E N A M

20 9 3
                                        

Pagi menyambut seperti biasanya. Para penghuni panti kembali berkumpul di meja makan. Ada Jenggala yang bermanja ria pada Ochan, juga kehadiran sosok Kiara yang suasana hatinya sudah lebih baik.

Malam itu, tepat setelah Ochan memintanya untuk tidur kembali, Kiara langsung berbaring dan menutup matanya. Tak lupa pula dengan genggamannya pada telapak tangan besar milik Ochan.

Mereka menjalankan aktivitas seperti biasanya, sarapan bersama ditemani suara gaduh anak-anak panti yang berebut makanan. Juga Kiara yang mengantar Si Kembar pagi ini.

Kiara tetap bersekolah karena ia tidak ingin daftar hadirnya ternoda oleh satu-dua alpha. Ochan mengijinkan dengan syarat Benji harus mengawasinya seharian ini.

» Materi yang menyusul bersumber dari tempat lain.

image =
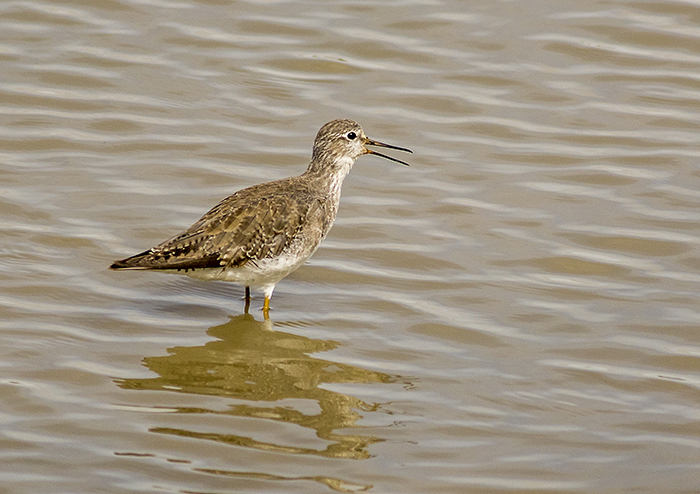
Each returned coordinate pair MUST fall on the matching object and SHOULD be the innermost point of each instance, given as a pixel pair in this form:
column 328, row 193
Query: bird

Tentu bukan masalah bagi Benji mengingat mereka berdua berada di kelas yang sama.

Lalu ditengah jam pelajaran Kiara izin pergi ke toilet, tanpa Benji tentu saja. Memangnya apa yang akan ia lakukan di dalam toilet siswi jika ikut bersama Kiara? Toh, tugasnya adalah memastikan kondisi saudarinya itu selama di sekolah, bukannya mengikuti Kiara kemanapun gadis itu pergi. Benji bisa-bisa dicap sebagai siswa cabul kalau ia nekat mengikuti Kiara.

Namun langkahnya terhenti didepan toilet, tangannya juga belum sempat menggapai gagang pintu untuk ia tarik karena matanya menangkap sosok Ochan yang berjalan didepan seseorang. Kiara mengikuti rasa penasarannya. Didepan sana, ia dapat melihat dengan jelas Ochan sedang membicarakan sesuatu dengan— Si Anak baru yang kemarin mendadak jadi bintang sekolah mereka hanya karena berangkat menggunakan mobil.

"Kiara. Nama adikku adalah Kiara, orang yang kemarin sore kau tinggalkan begitu saja."

Sontak Kiara membulatkan matanya terkejut. Ia tidak mengerti mengapa Ochan mengikutsertakan namamya dalam pembicaraan mereka.

"Aku tidak mengenal siapapun yang bernama Kiara."

"Aku tidak peduli, yang jelas jika kau bertemu dengannya kuharap kau bisa menjaga sikap sombongmu itu agar adikku tidak perlu menangisimu semalaman karena mimpi buruknya."

Setelah berucap demikian, Ochan langsung berlalu meninggalkan lawan bicaranya yang terlihat clueless. "Mimpi buruk? Karena aku?" Tanyanya pada diri sendiri.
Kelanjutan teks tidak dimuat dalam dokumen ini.